Scottie describes Rove, not Libby, initiating the meeting, which suggests that if Scottie McC is correct and they were comparing notes, it would be about something Rove knew and not Libby. If I had to guess, I’d say one or several of the following was the subject of the meeting.
- Luskin’s upcoming plan to claim he found the Rove-Hadley email after having "learned" from Viveca Novak that Rove did have a Matt Cooper problem. It would have been important for Rove to alert Libby to this plan if this email was not what it appeared to be or if there had been a concerted effort to destroy incriminating emails. Which, of course, there appears to have been.

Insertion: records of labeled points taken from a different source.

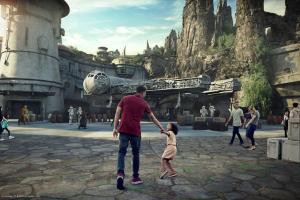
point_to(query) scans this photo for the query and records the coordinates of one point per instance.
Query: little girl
(4, 124)
(169, 152)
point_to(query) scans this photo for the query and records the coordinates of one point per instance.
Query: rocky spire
(171, 43)
(224, 21)
(250, 27)
(292, 17)
(197, 31)
(148, 49)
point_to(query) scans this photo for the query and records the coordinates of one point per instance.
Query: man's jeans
(236, 131)
(135, 142)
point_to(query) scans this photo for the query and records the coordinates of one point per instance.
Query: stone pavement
(59, 167)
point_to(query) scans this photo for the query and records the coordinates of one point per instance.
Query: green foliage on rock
(138, 59)
(226, 41)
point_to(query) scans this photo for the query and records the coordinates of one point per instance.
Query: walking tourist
(4, 126)
(203, 111)
(236, 114)
(82, 120)
(79, 113)
(169, 152)
(252, 125)
(285, 122)
(295, 112)
(24, 115)
(132, 108)
(212, 110)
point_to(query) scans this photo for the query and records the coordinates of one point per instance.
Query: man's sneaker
(172, 175)
(11, 137)
(163, 174)
(136, 181)
(120, 182)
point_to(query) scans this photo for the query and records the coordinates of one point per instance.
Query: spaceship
(97, 83)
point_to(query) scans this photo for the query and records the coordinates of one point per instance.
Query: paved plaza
(58, 161)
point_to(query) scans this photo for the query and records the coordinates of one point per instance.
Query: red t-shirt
(133, 109)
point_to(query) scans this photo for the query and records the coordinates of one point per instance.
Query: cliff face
(249, 27)
(224, 21)
(171, 44)
(292, 17)
(196, 35)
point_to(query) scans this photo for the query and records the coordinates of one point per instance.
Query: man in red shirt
(132, 108)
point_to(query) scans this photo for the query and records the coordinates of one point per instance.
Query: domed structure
(29, 67)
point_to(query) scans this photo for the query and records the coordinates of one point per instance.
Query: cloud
(116, 38)
(176, 14)
(83, 5)
(275, 6)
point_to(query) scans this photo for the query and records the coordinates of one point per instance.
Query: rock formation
(196, 35)
(249, 27)
(292, 17)
(171, 44)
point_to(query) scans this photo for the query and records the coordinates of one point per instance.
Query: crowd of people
(250, 122)
(126, 126)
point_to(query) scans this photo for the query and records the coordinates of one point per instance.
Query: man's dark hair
(295, 105)
(174, 128)
(141, 89)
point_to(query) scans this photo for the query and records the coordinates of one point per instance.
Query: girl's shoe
(252, 148)
(163, 174)
(172, 175)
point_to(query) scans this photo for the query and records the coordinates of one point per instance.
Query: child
(4, 124)
(169, 152)
(82, 120)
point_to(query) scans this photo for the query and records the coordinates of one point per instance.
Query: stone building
(29, 67)
(36, 72)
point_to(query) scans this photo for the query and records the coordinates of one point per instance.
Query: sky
(119, 23)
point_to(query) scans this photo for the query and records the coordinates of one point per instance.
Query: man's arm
(116, 121)
(228, 120)
(155, 121)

- Either the news that Richard Armitage was Novak’s "source" and/or Rove’s plan (implemented the night before the indictment) to smoke Armitage out by pushing Woodward to reveal he had received a leak from Armitage. Don’t forget Woodward’s comment, suggesting he told Rove himself that Armitage had leaked to him: "Well, you talk to people, you talk to somebody in the White House or the CIA or the Democratic Party, and you say, ‘I’ve heard or I understand; what are you hearing?’ And one of the discoveries in all of this is that reporters, in asking questions, convey information to even somebody like Karl Rove."

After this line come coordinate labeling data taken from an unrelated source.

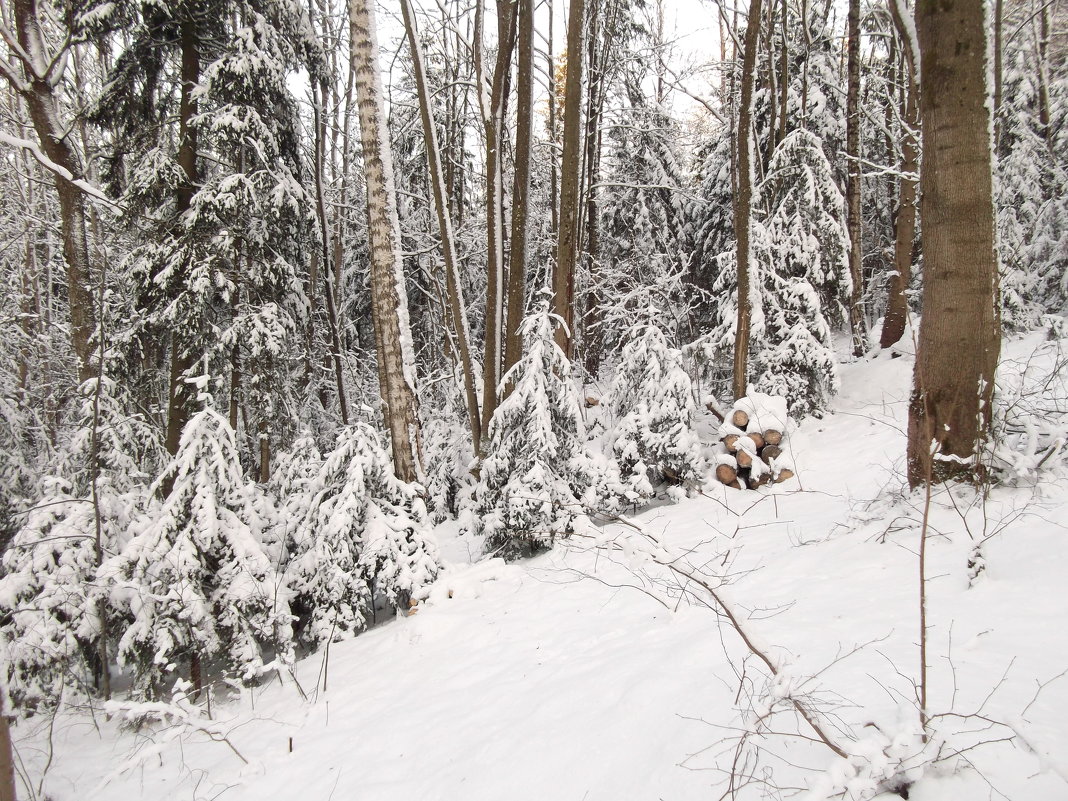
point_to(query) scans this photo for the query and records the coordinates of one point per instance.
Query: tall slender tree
(396, 363)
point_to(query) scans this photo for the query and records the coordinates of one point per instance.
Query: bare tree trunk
(905, 225)
(784, 77)
(999, 71)
(389, 301)
(570, 168)
(853, 176)
(520, 186)
(743, 201)
(492, 109)
(592, 335)
(177, 410)
(42, 75)
(959, 342)
(456, 311)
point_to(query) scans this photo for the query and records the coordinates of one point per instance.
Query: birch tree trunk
(743, 200)
(853, 176)
(520, 186)
(455, 308)
(570, 177)
(959, 330)
(905, 225)
(42, 73)
(389, 302)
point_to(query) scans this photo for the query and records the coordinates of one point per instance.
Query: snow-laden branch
(34, 150)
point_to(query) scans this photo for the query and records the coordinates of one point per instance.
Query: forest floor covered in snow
(592, 673)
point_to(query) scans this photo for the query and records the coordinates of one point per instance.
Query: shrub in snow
(654, 439)
(50, 593)
(536, 468)
(366, 534)
(50, 599)
(195, 581)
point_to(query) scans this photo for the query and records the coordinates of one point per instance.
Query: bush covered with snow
(654, 439)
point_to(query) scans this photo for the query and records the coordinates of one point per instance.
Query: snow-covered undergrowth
(597, 672)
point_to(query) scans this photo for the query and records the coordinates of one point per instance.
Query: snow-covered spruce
(654, 439)
(195, 582)
(536, 467)
(365, 535)
(50, 594)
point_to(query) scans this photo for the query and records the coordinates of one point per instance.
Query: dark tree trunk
(853, 176)
(520, 186)
(959, 329)
(570, 169)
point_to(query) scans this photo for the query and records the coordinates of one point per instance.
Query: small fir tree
(366, 534)
(536, 468)
(654, 439)
(197, 582)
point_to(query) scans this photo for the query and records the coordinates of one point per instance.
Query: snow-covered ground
(581, 674)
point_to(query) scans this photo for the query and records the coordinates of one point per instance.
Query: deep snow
(574, 676)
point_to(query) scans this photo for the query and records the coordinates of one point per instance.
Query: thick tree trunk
(520, 187)
(959, 329)
(853, 176)
(570, 173)
(389, 301)
(592, 334)
(38, 90)
(743, 201)
(455, 310)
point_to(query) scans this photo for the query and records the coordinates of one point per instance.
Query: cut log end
(771, 452)
(726, 474)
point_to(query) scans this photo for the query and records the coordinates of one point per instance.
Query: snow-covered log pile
(754, 443)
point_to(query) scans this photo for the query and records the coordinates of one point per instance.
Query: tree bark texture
(389, 301)
(38, 91)
(959, 330)
(520, 186)
(743, 201)
(853, 176)
(182, 359)
(905, 226)
(493, 119)
(570, 177)
(454, 303)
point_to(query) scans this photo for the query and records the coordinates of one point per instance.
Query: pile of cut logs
(755, 457)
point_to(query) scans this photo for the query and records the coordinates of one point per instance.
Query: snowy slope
(575, 676)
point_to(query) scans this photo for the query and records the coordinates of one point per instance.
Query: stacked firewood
(754, 456)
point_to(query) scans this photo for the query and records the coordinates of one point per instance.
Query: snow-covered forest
(580, 399)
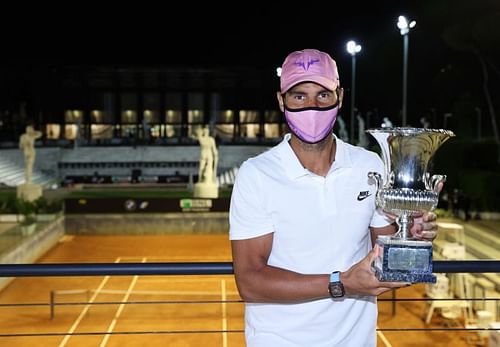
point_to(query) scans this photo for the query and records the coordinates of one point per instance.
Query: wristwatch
(336, 288)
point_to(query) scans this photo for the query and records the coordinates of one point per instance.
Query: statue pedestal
(206, 190)
(29, 191)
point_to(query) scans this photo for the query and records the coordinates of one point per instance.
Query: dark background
(445, 74)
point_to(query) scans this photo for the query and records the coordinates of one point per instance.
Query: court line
(85, 310)
(224, 313)
(383, 338)
(120, 309)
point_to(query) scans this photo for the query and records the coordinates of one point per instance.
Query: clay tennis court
(160, 310)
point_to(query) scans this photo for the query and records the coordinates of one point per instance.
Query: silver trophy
(406, 189)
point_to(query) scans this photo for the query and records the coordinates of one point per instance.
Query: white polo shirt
(320, 224)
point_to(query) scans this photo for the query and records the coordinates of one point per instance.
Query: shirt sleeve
(248, 217)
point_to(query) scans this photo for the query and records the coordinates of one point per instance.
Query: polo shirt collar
(294, 169)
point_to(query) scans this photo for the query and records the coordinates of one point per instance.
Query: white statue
(362, 138)
(208, 157)
(27, 145)
(28, 190)
(207, 175)
(386, 123)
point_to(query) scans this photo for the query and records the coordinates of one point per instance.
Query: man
(297, 223)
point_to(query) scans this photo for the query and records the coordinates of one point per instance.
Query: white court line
(85, 310)
(224, 313)
(180, 280)
(178, 257)
(120, 309)
(384, 339)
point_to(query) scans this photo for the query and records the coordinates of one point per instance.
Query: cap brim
(323, 81)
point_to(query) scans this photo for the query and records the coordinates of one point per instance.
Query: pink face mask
(312, 124)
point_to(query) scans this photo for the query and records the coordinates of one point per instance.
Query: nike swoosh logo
(363, 195)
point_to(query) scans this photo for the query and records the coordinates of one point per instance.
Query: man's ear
(280, 101)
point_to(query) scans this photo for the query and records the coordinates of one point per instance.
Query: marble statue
(28, 190)
(207, 185)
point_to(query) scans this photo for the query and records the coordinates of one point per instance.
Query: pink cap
(309, 65)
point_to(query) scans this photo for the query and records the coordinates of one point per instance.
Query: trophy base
(404, 260)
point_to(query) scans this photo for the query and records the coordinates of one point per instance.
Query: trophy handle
(435, 180)
(377, 177)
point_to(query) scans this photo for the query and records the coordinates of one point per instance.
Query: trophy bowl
(406, 189)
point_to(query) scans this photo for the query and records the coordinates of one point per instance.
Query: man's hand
(360, 279)
(425, 227)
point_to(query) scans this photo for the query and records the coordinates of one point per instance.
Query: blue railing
(195, 268)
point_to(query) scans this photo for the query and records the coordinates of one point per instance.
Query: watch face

- Rove’s recognition that he would have to testify again–making it more likely that Fitzgerald would learn more about the July 9, 2003 Libby-Novak conversation that both men had tried to hide. In particular, depending on how Rove testified in October 2005, Rove might have made it clearer to Fitzgerald that Libby had–at a minimum–leaked the still-classified CIA report on Joe Wilson’s trip to Novak during that conversation.
- Update: This was also the period when (presumably) Rove was spreading a false story about Ari Fleischer being a big source here. I can imagine why he might want to clue Libby in on that smear–and Libby did try to use it in his defense.
In Libby’s trial, Patrick Fitzgerald presented a good deal of evidence to suggest that Libby and Cheney met several times in October 2003 to get their story straight. It takes no great leap of imagination to believe that everyone involved in leaking Valerie’s identity was doing so repeatedly.
And there are several reasons why Rove might have felt the need to compare stories with Scooter Libby in July 2005.